Quote:Plastic to Oil Conversion Rates

Jeff Good. Leaves me looking for the industrial waste stream flow rate... Always good to have more homework. Also raises a new question. I read this as 15 million tons of stuff go into the processor and XX% of it is plastic. A conversion rate (pints per pound or liters per kilo) is then XX * YY where I have assumed YY is 75% in my conservative markdown of the guidance given. Is this how I should read that?
March 15 at 8:40am

John Bordynuik Jeff (assumed YY is 75%): That is very conservative. On the last run we got 90.47% fuel (derived from industrial plastics).
March 15 at 9:11am

John Bordynuik Jeff: (your first message). 1) A reasonable plastic estimate for industrial and municipal plastic waste is that 70,000 people create enough plastic to support one processor. 2) Your math does not look right.
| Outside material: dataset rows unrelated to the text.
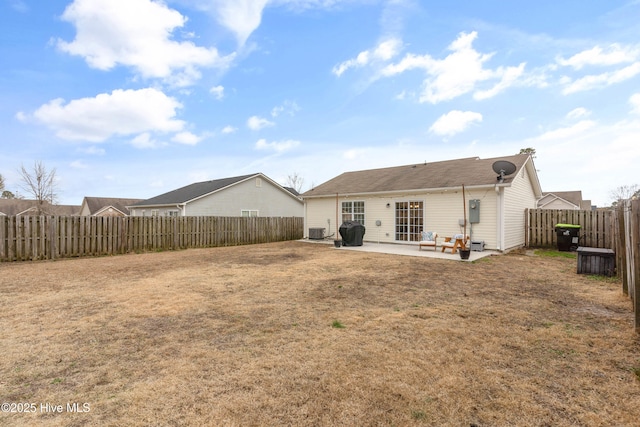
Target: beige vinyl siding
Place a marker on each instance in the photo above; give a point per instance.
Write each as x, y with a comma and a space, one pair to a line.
441, 213
267, 199
518, 197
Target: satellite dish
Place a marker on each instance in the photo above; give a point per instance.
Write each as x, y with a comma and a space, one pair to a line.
503, 168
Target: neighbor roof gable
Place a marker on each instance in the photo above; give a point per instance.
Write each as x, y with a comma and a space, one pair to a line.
97, 205
198, 190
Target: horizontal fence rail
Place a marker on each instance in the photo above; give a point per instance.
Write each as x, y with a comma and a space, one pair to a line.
596, 227
27, 238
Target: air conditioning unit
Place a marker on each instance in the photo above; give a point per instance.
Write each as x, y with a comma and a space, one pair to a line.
316, 233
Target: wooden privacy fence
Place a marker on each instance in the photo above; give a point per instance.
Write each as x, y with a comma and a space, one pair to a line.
25, 238
596, 227
627, 248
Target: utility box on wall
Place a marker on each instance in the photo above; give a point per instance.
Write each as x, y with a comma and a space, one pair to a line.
474, 211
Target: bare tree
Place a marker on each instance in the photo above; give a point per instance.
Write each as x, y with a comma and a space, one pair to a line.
40, 183
295, 181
We will not saturate at 1000 processors. Even 2500 JV's won't make much of a dent in it. Processors will process 20 tons/day (conservative). We cut this in half for our internal use. There will be two processors per site. So conservatively, with one processor running (implying one out of two) we will do 109 barrels/day/site.
March 15 at 9:24am

Jeff John, OK. I had assumed 6 2 hour cycles a day at 15 tons per cycle. Obviously some shareholders string together all of the "best case" comments and build unrealistic expectations. At 20 tons/day just the MWS 30 million tons a year support a fraction of 8200 machines at saturation. I assume industrial stream is larger?
March 15 at 9:39am

John Bordynuik Jeff ( all of the "best case" ) -- I don't think so. At 40,000 barrels/year per processor being conservative... the numbers are quite staggering. That is why we are "all in" with P2O.
March 15 at 9:47am

John Bordynuik Well, in a perfect world we'd have a half dozen P2O processors permitted at our blending site so that we can make fuels for direct customer sales. I am excited about this site because it was not simply used just for distribution. It was used to blend gasoline and many other fuels and has a lab to self test and certify the fuel. Timing of full operation this site will depend on how quickly we can obtain permits to install P2O processors.
March 8 at 10:55pm

Aaron John~You said 40k barrels/year/processor, and that each processor should produce 109 barrels/day. Does this mean each processor should run everyday?

If I were to make some guesstimates, do you a problem in these next calculations?

40,000 barrels/year/processor...
80,000 barrels/year/site

Based on $73 WTI, receiving $70 from refineries, and cost to produce is $10.

Wholly Owned Sites:
$4,800,000 Gross
$3,120,000 After taxes(35%)

90/10 JV Sites:
$4,320,000 Gross
$2,808,000 After taxes

65/35 JV Sites:
$3,120,000 Gross
$2,028,00 After taxes
March 16 at 12:23am

John Bordynuik Hello Aaron, We use 1 processor operating to be conservative. If both processors aren't running then the JV and JBII will be very unhappy. Cleanout and maintenance is minimal -- it is a continuous processor. For cleanout the reactor will reverse (which will cause anything in the reactor to leave into a separate tank) and then continue processing with no cool down.